The primary goal of this repository is to provide high quality voice samples that are ready to use, as-is, with zero-shot TTS engines like Chatterbox and Pocket TTS.
The secondary goal is to provide a very clear trail from the final voice samples all the way back to not only the voice actor, but the original source files, for the sake of giving credit where credit is due. That's not always possible, because some voice datasets seem to be anonymized, or have not been tracked very well, but whenever it can be done, that data will be provided.
A variety of tools were used to clean up the source data as much as possible, including the following:
- Audacity
- The built-in noise remover can be handy
- Very rarely, this is also used to make slight speed changes
- Via tempo changes
- Kanade Tokenizer
- Amazing tool that operates in two modes:
- Voice Conversion
- Voice Resynthesis
- This analyzes the voice, producing an ideal, noise-free version
- That is then used to voice-convert the original sample, removing noise, which even works on reverb!
- It's extremely fast, especially compared to the Chatterbox voice converter
- Amazing tool that operates in two modes:
- SoX
- Involved in scripting the other tools, mostly for on the fly format conversion
- Resemble Enhance
- AI noise remover and audio up-scaler
- This is used as the final step for each voice sample
- It does a good job removing the noise Chatterbox tends to introduce
- RNNoise
- AI noise remover
- Works quite well with VAD% set to 99
- The default of 50% is terribly ridiculous
The voices directory holds audio samples from LibriVox.org and Archive.org, which have been noise reduced and trimmed to between seven and roughly twelve seconds, a length that works well for zero-shot TTS engines. This directory will always hold CC0-licensed samples.
The voices-emotion directory holds synthetic audio samples produced by using samples from the voices directory with Chatterbox, to produce emotional variations.
If there are ever samples under other licenses, they will be placed in other directories, to keep the licensing issues clear and easy to work with.
For the curious, here's the current process used for cleaning up new voice samples, before they're fed into Chatterbox:
- Import into Audacity
- Trim sample to between 1 and 3 sentences at 8-11 seconds in length
- Remove the worst noise with Audacity's noise removal tools
- Use RNNoise with VAD% set to 99
- Adjust speed via tempo changes to fix overly slow or fast speakers
- Fast and slow voices become highly problematic for producing emotional variations with Chatterbox
- Normalize at -8 dB
- Save the sample
- Use Kanade to resynthesize the sample, to remove reverb and other things RNNoise can't handle
- Normalize again, via SoX
- Kanade is run via a script, so it was easy enough to add an automated normalization step
- Upscale the sample to 44 kHz via Resemble Enhance
- Kanade produces 24 kHz samples
Most of the steps are optional and applied more or less as needed.
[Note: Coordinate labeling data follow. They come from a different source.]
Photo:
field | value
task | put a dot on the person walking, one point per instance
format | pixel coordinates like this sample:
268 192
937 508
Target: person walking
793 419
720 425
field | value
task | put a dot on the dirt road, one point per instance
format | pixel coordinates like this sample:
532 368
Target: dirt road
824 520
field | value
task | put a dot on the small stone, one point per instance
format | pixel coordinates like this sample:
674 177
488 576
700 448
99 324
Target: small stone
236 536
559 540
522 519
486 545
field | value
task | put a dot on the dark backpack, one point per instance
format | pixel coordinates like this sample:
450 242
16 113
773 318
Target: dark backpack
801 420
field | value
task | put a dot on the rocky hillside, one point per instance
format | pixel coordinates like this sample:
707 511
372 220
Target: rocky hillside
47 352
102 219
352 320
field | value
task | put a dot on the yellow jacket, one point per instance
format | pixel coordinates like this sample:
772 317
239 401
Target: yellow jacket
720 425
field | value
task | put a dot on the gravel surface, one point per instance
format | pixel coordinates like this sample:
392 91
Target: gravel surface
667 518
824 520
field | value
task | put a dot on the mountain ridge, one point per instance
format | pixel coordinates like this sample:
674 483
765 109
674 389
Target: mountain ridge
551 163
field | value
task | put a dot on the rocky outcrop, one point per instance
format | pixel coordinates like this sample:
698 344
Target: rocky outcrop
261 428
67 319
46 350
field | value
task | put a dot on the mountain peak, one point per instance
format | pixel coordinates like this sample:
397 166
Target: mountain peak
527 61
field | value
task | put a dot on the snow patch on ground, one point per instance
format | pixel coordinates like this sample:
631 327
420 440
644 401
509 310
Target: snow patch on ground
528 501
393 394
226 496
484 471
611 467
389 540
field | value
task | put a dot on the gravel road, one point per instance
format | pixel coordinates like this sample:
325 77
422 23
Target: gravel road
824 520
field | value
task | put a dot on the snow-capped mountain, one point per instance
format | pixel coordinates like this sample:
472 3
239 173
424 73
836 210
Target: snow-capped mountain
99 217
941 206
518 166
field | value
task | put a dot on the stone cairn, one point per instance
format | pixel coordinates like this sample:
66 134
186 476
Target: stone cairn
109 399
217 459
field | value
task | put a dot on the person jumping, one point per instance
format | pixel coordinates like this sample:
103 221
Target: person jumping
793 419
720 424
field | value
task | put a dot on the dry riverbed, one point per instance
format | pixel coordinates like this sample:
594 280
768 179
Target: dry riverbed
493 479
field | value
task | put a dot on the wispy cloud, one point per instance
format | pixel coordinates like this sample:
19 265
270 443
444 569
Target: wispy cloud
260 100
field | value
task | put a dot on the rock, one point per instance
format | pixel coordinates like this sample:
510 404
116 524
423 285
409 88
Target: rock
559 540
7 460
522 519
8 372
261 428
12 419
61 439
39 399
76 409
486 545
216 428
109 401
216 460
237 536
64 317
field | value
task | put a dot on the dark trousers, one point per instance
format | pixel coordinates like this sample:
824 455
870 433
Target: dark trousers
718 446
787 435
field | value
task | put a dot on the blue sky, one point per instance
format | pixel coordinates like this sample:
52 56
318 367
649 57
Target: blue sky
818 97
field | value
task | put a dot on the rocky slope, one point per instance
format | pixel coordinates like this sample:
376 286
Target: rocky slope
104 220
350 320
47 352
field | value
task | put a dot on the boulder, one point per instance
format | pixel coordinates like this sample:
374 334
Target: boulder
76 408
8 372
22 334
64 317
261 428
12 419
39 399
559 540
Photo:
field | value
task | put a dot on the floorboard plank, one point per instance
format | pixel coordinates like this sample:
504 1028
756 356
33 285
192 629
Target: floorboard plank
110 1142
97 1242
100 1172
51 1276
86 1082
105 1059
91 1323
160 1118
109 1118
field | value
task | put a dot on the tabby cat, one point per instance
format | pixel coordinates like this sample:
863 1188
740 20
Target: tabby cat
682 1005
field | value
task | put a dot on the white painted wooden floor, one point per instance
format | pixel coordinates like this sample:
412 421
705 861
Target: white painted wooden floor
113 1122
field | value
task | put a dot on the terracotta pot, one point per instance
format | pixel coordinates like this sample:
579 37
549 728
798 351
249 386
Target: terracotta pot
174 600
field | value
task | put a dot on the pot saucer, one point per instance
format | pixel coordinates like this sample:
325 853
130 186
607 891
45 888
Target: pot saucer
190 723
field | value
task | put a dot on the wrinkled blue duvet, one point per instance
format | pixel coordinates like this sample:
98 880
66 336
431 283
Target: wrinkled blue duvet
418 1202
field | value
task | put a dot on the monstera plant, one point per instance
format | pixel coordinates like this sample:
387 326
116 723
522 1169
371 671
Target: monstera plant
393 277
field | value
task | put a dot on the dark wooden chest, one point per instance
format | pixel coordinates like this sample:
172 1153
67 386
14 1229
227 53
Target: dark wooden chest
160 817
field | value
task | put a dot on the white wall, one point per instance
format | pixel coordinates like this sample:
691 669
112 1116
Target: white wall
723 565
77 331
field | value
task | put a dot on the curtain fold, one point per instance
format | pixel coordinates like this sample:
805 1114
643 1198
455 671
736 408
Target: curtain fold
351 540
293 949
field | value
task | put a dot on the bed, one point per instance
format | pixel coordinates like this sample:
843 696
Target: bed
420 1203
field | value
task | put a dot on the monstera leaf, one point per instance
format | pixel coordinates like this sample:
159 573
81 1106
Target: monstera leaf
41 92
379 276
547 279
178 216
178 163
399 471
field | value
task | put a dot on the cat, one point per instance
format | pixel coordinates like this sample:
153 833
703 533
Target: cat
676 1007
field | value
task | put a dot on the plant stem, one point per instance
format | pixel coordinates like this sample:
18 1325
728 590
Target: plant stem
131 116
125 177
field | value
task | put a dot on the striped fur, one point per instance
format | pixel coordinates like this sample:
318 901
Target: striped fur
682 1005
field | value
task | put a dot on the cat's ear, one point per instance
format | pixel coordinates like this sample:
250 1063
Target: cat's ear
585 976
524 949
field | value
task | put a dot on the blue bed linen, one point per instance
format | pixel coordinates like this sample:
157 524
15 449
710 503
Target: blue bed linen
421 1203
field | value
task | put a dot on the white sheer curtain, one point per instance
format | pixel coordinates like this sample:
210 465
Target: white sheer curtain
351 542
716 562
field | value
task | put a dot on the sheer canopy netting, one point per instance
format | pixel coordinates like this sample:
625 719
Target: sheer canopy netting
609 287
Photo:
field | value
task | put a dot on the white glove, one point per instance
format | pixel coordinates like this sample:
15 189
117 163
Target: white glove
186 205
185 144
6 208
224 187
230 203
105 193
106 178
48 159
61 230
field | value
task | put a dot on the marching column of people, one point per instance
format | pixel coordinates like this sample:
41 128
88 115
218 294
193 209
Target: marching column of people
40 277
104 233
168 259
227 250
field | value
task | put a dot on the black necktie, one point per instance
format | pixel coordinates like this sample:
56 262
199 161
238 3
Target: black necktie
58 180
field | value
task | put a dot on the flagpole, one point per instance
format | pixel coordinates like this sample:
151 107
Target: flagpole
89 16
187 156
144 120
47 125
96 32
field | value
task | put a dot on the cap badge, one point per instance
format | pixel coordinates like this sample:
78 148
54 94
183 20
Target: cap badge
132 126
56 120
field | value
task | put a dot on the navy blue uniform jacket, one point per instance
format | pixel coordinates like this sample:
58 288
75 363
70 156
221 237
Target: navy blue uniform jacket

For example, manual noise removal via Audacity is rarely needed, because the combination of RNNoise and Kanade generally wipe out all noise, even reverb.
This repository is a one-man show, but there are two areas in which contributions are welcome:
- Accent Classification
- In particular, help would be appreciated with classifying the various American accents by region
- There may be some Canadians mixed in, which should be clarified, if possible
- Some of the various UK accents may be incorrectly listed as English, when they're from other areas
- Sorry, but one does the best one can, with limited knowledge!
- In particular, help would be appreciated with classifying the various American accents by region
- Voice Suggestions
- LibriVox voice suggestions will always be welcome
- Voice samples from other source will also be considered
- DO NOT suggest voice samples that aren't in the public domain
- Accented voices are both desirable and useful
- Keep the following in mind, however:
- The maintainer only speaks English and won't accept suggestions for voices in other languages
- The noise removal steps require understanding what's been spoken
- The maintainer only speaks English and won't accept suggestions for voices in other languages
If you wish to clarify the accent of a voice or suggest a new voice, please file an issue.
When suggesting a new voice, please try to determine the accent, based on country of origin and region, because the maintainer has little direct experience with such things.
- The Book of Newts: Starwitch - An audiobook the maintainer put together for one of his novels, with emotional reading for characters. Voice-Zero provided all voices. Some voices were voice converted, to give one voice the accent of another.
Unless otherwise noted, all files in this repository are under the CC0 license. Currently, everything is based on samples from LibriVox.org, Archive.org and freesound.org.
For more specific details, please examine the README.md files in each subdirectory, which will also provide the names of the voice actors and links to the original sources.